He also played in several of Molière’s comedies. He took the part of the physician in Pourceaugnac and he played the comical Muphti in Le Bourgeois Gentilhomme.
ONE OF THE TWENTY-FOUR VIOLINS OF THE KING, 1688
Lully ruled like a king.
Lully was the King of Music, not only in France, but in all of Europe in those grand days when France stood at the head of all nations in wealth and power under her “Sun-King.”

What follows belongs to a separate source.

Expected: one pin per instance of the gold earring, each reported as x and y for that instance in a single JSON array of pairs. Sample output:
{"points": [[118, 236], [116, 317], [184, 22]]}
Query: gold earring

One day in 1687, while conducting a Te Deum in honor of the King’s recovery from an illness, Lully, “the better to demonstrate his zeal,” the contemporary account relates, “he himself beat the time with the cane he used for this purpose, and he struck himself in the heat of action a blow upon the end of his foot. This caused a small blister.”[42] The quack doctor who was summoned was incompetent and Lully died from blood-poisoning. He left four houses in Paris and a large fortune.
His portraits, which represent him in the big flowing curls of the day—much like the King’s own wig—and with large heavy features, are said by contemporaries to flatter him.
Lully was an undoubted genius and he was always clever. We sometimes wonder if he did not know what he was doing when he wrote his satirical song on “Big Mademoiselle,” who had plenty of enemies ready to laugh at her expense.
Lully always knew how to attract attention to himself and he never seems to have made a mistake.